Rencontre avec Justine Triet

Par une belle journée d’été (tellement rare cette année, que ça valait la peine de l’indiquer !), nous avons été invités par le distributeur de son dernier film, Anatomie d’une chute, à rencontrer la réalisatrice Justine Triet, ainsi que le jeune comédien Milo Machado Graner.

Plutôt qu’un classique question-réponse, nous avons bavardé avec la jeune femme, principalement sur son film tant il est impressionnant de maîtrise. Anatomie d’une chute a remporté la Palme d’or à Cannes et si le sujet semble classique, la finesse de l’analyse et l’incroyable interprétation de l’actrice allemande Sandra Hüller en font un joyau ! (voir notre article)

Voici le détail de nos discussions. Milo est arrivé avant la réalisatrice, et nous avons pu avoir avec lui son retour sur ce grand film. Il nous a impressionnés par sa maturité. Bien qu’il n’ait pas beaucoup d’expérience, il a su apprécier le talent face à lui, même si lui ne comprenait pas vraiment ce qu’il tournait. Il était coaché, avait des tuteurs et était très encadré. Par la suite, Justine Triet a confié à quel point ils avaient eu de la chance de trouver l’adolescent. Au début, le casting cherchait un enfant malvoyant, mais ceux qu’ils arrivaient à dénicher dans des centres spécialisés n’étaient pas suffisamment bons acteurs. En changeant leur fusil d’épaule, ils ont élargi leur recherche à de jeunes acteurs.

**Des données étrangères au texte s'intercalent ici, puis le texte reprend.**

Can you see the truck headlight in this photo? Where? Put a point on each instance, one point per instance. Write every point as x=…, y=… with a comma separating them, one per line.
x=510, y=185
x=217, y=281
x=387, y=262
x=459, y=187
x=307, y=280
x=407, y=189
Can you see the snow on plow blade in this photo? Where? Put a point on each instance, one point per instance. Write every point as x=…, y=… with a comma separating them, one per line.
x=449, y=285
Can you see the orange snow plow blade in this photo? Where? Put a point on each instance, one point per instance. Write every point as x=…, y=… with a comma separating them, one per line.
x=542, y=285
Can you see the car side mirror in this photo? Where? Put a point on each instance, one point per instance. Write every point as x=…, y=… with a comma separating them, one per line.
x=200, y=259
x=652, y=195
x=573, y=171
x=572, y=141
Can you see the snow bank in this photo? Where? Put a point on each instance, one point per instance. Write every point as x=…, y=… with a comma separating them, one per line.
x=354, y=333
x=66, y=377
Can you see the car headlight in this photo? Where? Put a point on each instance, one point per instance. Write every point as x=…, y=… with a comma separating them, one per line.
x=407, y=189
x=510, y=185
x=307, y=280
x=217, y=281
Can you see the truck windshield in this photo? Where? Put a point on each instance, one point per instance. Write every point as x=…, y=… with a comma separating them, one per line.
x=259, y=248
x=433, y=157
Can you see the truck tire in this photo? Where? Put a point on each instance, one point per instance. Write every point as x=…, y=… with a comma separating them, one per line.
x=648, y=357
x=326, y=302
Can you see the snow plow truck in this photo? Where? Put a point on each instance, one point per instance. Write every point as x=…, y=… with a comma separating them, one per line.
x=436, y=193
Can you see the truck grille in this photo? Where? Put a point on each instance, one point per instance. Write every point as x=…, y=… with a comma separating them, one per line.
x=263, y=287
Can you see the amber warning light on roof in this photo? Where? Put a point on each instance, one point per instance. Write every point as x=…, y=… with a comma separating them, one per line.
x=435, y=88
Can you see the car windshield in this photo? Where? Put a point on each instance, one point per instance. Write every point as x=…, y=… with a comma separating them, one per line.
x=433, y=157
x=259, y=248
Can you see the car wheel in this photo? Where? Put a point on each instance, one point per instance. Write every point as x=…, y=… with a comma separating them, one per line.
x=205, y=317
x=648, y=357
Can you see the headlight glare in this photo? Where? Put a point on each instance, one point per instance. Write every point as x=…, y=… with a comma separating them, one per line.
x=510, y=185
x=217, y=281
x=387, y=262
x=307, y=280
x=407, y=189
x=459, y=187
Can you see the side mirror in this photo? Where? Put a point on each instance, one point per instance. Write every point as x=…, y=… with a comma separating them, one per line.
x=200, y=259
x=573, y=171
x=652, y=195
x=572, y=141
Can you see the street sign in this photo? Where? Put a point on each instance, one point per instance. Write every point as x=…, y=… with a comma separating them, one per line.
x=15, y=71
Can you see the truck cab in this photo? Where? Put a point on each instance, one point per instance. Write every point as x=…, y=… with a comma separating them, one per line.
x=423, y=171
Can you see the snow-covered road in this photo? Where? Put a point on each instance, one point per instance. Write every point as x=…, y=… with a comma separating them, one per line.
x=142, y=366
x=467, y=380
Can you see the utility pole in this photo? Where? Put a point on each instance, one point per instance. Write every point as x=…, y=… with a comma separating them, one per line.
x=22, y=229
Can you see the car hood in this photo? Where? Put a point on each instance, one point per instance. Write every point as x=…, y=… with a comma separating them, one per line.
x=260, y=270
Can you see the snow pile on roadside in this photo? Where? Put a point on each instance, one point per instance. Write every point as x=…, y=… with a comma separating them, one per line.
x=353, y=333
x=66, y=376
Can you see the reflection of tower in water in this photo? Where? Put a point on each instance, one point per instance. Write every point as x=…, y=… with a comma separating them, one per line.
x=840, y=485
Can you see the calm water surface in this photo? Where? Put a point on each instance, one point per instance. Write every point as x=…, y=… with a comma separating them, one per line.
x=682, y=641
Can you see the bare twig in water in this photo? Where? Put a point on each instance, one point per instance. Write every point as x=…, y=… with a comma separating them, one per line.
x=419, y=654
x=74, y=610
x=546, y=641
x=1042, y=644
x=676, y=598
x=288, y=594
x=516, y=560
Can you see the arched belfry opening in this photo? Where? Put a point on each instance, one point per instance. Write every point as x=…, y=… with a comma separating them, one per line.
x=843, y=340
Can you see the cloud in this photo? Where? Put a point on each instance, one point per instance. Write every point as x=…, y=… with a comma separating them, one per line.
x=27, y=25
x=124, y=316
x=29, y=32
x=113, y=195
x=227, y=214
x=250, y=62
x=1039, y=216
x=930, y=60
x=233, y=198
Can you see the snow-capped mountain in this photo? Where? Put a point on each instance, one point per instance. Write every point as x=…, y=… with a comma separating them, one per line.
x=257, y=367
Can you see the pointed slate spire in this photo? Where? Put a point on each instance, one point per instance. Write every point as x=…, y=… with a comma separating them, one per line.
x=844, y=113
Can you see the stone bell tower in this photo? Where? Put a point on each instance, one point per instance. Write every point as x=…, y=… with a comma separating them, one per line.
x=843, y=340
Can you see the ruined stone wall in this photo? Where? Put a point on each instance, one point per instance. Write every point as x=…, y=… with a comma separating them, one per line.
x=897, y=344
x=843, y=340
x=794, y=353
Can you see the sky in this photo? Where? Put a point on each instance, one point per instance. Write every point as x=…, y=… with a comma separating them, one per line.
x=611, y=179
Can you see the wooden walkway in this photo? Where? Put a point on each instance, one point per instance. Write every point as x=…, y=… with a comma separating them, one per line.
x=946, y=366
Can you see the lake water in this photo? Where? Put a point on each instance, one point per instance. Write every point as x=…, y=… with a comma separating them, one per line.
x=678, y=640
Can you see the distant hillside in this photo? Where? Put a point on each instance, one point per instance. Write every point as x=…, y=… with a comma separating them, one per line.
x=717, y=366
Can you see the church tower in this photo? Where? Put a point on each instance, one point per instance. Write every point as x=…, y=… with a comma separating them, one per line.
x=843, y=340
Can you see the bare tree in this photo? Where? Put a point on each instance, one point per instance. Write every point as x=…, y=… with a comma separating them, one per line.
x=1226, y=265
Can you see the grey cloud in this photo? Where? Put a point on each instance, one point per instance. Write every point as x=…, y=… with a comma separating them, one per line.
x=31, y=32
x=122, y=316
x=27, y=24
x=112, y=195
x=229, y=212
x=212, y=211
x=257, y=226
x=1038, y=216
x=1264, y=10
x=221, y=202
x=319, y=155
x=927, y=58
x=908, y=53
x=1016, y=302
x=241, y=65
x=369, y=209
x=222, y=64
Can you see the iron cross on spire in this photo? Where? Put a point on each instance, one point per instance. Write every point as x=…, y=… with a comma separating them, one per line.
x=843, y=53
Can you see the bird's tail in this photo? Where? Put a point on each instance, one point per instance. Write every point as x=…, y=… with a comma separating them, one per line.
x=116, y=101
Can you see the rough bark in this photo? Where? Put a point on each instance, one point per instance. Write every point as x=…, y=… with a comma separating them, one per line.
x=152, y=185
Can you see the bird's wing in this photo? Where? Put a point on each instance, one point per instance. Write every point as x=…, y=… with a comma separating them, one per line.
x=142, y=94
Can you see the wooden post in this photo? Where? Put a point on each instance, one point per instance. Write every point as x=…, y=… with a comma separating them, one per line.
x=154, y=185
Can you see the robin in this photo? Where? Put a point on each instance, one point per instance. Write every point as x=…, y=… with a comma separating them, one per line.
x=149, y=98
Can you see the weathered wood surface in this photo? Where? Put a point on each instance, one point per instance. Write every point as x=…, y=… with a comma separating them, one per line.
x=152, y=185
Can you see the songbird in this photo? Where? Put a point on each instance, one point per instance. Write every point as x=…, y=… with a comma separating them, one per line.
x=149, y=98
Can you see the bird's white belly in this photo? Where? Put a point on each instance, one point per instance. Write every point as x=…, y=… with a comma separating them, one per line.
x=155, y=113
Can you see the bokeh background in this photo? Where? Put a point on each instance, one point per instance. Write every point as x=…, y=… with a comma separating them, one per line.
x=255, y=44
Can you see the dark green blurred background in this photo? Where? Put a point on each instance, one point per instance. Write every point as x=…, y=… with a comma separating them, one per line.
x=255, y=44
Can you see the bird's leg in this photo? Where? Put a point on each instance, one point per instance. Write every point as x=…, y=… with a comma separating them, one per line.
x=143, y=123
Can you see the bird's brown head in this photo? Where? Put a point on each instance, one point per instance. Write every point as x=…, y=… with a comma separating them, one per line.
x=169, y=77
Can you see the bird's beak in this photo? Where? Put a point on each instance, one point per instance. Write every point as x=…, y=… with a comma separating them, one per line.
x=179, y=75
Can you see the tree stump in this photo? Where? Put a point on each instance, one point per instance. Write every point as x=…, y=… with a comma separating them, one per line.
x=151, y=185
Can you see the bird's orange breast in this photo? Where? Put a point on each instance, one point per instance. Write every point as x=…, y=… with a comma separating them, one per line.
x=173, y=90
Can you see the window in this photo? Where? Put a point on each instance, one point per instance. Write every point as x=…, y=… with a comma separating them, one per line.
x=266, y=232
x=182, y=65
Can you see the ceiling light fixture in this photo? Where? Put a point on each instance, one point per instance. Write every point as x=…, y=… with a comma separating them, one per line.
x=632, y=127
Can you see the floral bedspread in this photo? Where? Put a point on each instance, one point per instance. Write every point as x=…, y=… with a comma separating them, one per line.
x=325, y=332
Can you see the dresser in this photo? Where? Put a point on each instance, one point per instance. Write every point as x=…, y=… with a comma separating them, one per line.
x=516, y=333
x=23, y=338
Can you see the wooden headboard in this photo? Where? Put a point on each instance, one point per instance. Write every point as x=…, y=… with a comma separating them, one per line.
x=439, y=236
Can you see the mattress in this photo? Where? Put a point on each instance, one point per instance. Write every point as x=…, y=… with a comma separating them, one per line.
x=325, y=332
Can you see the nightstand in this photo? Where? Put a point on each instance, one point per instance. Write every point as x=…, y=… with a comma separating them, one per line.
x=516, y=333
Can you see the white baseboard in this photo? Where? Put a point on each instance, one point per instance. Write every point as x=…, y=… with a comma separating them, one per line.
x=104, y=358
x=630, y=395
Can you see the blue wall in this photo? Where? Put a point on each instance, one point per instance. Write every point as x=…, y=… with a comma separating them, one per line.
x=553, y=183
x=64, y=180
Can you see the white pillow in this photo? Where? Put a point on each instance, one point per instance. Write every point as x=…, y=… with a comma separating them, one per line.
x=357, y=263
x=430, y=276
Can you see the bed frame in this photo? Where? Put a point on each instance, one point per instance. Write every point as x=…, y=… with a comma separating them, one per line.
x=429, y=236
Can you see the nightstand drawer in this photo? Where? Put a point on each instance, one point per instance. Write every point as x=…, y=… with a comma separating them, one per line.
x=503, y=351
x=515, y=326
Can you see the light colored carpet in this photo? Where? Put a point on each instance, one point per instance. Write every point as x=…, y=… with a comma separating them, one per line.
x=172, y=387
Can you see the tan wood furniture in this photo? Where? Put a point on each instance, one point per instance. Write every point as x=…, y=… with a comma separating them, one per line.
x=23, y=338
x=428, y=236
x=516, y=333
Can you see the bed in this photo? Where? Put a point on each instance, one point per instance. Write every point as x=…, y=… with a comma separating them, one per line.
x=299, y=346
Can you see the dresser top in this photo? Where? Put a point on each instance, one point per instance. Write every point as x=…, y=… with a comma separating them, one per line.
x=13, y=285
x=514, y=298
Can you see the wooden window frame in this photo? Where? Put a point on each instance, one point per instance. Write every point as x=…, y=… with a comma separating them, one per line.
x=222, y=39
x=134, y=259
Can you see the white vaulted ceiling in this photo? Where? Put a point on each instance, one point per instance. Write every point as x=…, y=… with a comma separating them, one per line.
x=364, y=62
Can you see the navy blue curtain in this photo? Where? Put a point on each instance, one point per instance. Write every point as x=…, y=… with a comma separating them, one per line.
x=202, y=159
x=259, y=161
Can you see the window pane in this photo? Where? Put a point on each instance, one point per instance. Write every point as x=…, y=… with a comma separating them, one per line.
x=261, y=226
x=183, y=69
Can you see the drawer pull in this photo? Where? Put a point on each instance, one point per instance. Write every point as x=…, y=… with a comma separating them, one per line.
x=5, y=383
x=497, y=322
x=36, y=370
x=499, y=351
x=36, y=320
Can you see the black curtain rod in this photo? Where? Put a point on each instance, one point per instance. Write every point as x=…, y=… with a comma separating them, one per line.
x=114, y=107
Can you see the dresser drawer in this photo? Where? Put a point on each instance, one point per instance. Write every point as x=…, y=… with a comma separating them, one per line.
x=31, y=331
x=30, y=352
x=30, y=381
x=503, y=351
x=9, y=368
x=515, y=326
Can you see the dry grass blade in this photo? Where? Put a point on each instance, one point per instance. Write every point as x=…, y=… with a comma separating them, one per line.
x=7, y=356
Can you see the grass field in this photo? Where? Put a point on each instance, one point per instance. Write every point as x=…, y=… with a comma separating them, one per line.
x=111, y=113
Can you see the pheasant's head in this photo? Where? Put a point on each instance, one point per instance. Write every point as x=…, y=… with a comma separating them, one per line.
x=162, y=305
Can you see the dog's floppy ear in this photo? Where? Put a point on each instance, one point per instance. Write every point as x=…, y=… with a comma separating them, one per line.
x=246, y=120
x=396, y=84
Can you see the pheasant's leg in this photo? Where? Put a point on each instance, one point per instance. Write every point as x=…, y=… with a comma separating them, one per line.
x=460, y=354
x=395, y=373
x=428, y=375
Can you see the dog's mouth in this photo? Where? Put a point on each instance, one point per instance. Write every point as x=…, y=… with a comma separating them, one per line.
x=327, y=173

À l’origine, l’idée de Justine Triet était de tourner une fiction sur un procès, mais elle n’arrivait pas à trouver l’angle, le point de départ. Elle s’est rendu compte que c’était finalement un prétexte pour raconter l’histoire d’un couple. Pour finir, l’enfant devait être central, même si ce n’était pas par ses yeux qu’on allait voir les événements. Ensuite, elle a souhaité renouveler le passage oblité de la découverte du corps en guidant le chien (merveilleux acteur !) vers le père avant que l’enfant et l’adulte, puis les gendarmes s’y rejoignent.

Beaucoup parmi nous ont souligné la présence du chien qui interpelle et ajoute à l’intérêt du film. Il a reçu la Palm dog à Cannes, et d’ailleurs la réalisatrice lance un appel, il a été égaré ou volé. Si une bonne âme sait où il se trouve, contactez Laura Martin, sa maîtresse et dresseuse !

L’une des particularités du film est de se perdre dans les mots, puisque l’héroïne, Sandra, est Allemande et communique avec son époux Samuel en anglais. Si elle parle français, son niveau n’est pas suffisant pour le tribunal où on le lui impose malgré tout.

L’intérêt du film, outre la fiction interprétée et réalisée avec talent, c’est le jugement moral que l’on porte tous. Sandra est charismatique, mais pas sympathique. On est loin du manichéisme à l’américaine, ni même de la morale à la française.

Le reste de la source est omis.